Hi, I'm trying to migrate data from SQL Server to Elasticsearch using Logstash into a certain format. My data is normalized and essentially involves a central table which is linked to other tables by a foreign key, and most of the data I'm trying to migrate is textual data, and what I'm trying to achieve is to have a single elastic type in a specific JSON format, which regroups all the necessary fields (aka SQL columns) coming from multiple SQL Tables.

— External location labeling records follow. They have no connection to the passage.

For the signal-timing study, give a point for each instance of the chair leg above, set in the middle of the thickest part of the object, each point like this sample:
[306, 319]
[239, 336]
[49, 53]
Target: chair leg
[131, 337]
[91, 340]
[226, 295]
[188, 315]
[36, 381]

For now and because of the multiple tables I use as a source, I'm doing this by an iterative process : I first created an elastic type on an index with an IDs mapping with the central table's primary keys. Then, each time I "import" the specific data for a field, I use an SQL Query to retrieve the column information and via Logstash, update the corresponding type in elastic using the primary-key by adding the field's information. When it involves only one field (string, number, boolean), it's an easy task but now it's tougher when I'm dealing with more complex information. What I'm looking for, is that I have 3 tables, Alpha, Jobs and Tasks. Each Alpha has multiple jobs and each job multiple tasks and they're linked to each other by foreign keys, so by a simple join query I'm able to have this figure :
And as an output, I'm trying to have this JSON format file as an Elasticsearch type :
{
"_id": "id1",
"jobs": [
{
"jobname":"identifier des tendances...",
"tasks":["Connaissances de base en stylisme","Chiffrage et calcul de coût","dessin
artistique"]
},
{
"jobname":"Vêtements professionnels",
"tasks":[ ]
},
{
"jobname":"Coordonner la fabrication..",
"tasks":["Techniques d'animation d'une équipe"]
},
{
"jobname":"Elaborer une fiche ou une...",
"tasks":["Technique de calcul des composantes...","Techniques rédactionnelles"]
}
]
}
When it concerned only one nested field, aka regrouping the jobs into the same id, I managed to do it by a SQL query that merged jobs with common id into the same String and separated them by ",", then I splitted it using the filter mutate and remerged it in the output to obtain a JSON format like this :
{
"_id":"id1",
"jobs":["job1","job2","job3"]
}
I used this Logstash configuration file to do so :
input {
jdbc {
jdbc_connection_string => "jdbc:sqlserver://localhost:1433"
jdbc_driver_library => ""
jdbc_driver_class => "com.microsoft.sqlserver.jdbc.SQLServerDriver"
jdbc_user => "xxx"
statement =>
"SELECT alphaid as id, jobs =
STUFF((SELECT DISTINCT ', ' + jobname
FROM Jobs b
WHERE b.alphaid = a.alphaid
FOR XML PATH('')), 1, 2, '')
FROM Jobs a
GROUP BY alphaid
ORDER BY alphaid;"
}
}
filter {
mutate {
split => { "jobs" => "," }
}
}
output {
elasticsearch {
hosts => ["localhost:9200"]
index => "testjobs"
document_id => "%{id}"
action => "update"
upsert => '{"jobs":"%{jobs}"}'
}
}
Any idea on how to obtain the upper format using Logstash ?